# Experiment 3.3: Max Probability Overconfidence
## Objective
To detect "Overconfidence" or "Tunnel Vision" where the model assigns near-100% probability to a single token ($P_{max} > 0.99$).
This often happens in tight loops (e.g., "the the the") or simple completions.
**Hypothesis**: We want to catch stuck loops that *don't* trigger Perplexity or Variance alarms.
## Results
| **"What is 2 + 2?"** | **Pass** | EOS | Correct answer, short generation. |
| **"Repeat 'the' forever"** | **Pass** | Max Tokens | **SURPRISE**: This loop generated 40 "the" tokens successfully without triggering PPL (>400) or Overconfidence (>0.99). |
| **"Output only dots..."** | **FAIL-FAST** | **PPL > 1018** | Mechanical repetition triggered Confusion / Explosion. |
| **"State 'I am 100% sure'"** | **FAIL-FAST** | **PPL > 700** | Triggered Confusion. |
| **"Quantum Entanglement"** | **FAIL-FAST** | **PPL > 1045** | Known high-risk prompt caught by PPL. |
## Key Findings
1. **Overconfidence Guard (>0.99) did NOT fire.**
Even in the clear "the the the" loop, the model's max probability for "the" must have been below 0.99 (likely ~0.8-0.9), or the PPL calculation (which averages entropy) stayed within bounds (200 < PPL < 400).
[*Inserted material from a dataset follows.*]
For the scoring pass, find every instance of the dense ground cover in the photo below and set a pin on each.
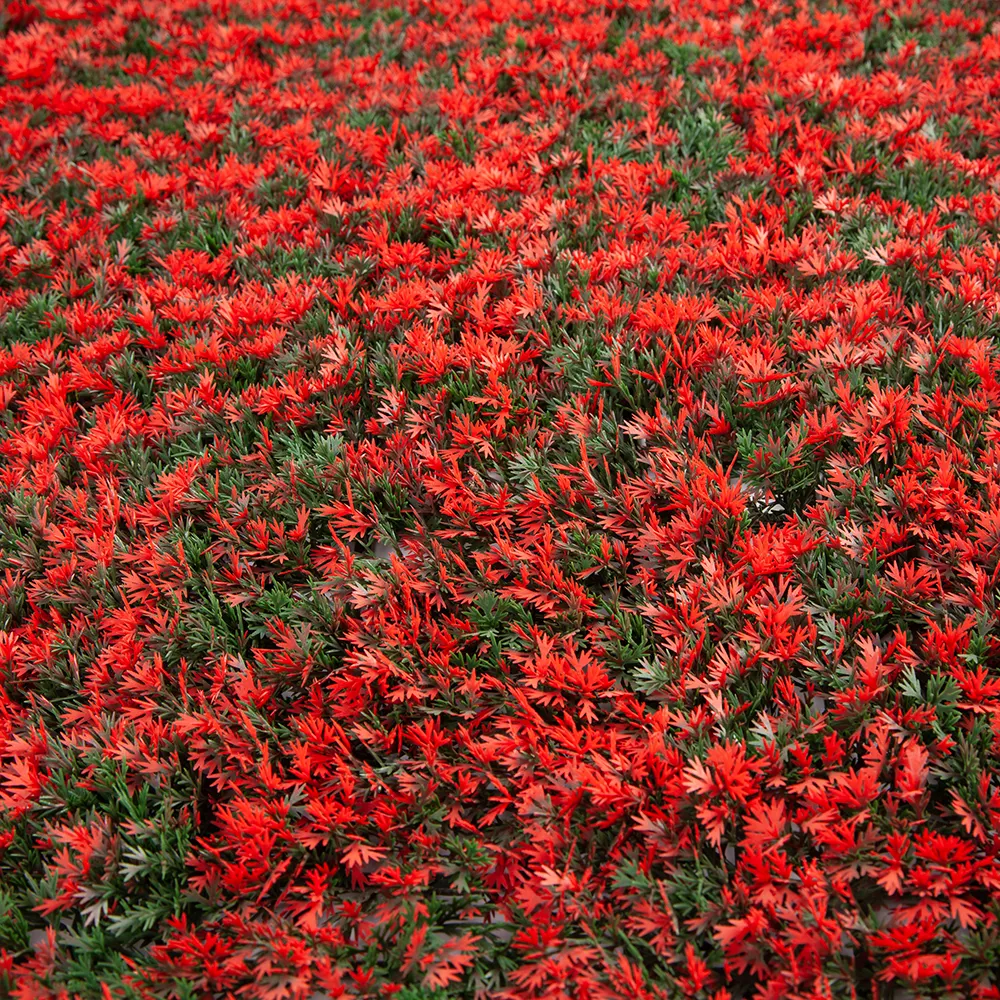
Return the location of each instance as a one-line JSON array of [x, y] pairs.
[[500, 499]]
*This implies 0.99 is too high a threshold for this quantized model.*
2. **Perplexity is Dominant.**
3 out of 5 "bad" prompts were caught by Perplexity, not Overconfidence.
3. **The "The" Loop Escaped.**
The prompt "Repeat the word 'the' forever" successfully generated 40 tokens of "the".
It evaded:
- PPL Guard (PPL < 400)
- Variance Guard (Variance > 0.1)
- MaxProb Guard (MaxProb < 0.99)
This is a **Gap in the Armor**. The model was effectively in a loop, but a "healthy" one statistically.
## Recommendation
To catch the "The" loop, we need a **Repetition Penalty** or an **N-Gram Match** guard, as purely statistical metrics (PPL, Var, MaxProb) see the sequence "the the the" as valid English with reasonable probability.
## Next Steps
- **Experiment 3.4**: L2 Norm (Numerical Stability).
- **Consolidation**: We have a very strong PPL guard, a backup Variance guard, and a dormant MaxProb guard. We need to close the "Valid Loop" gap.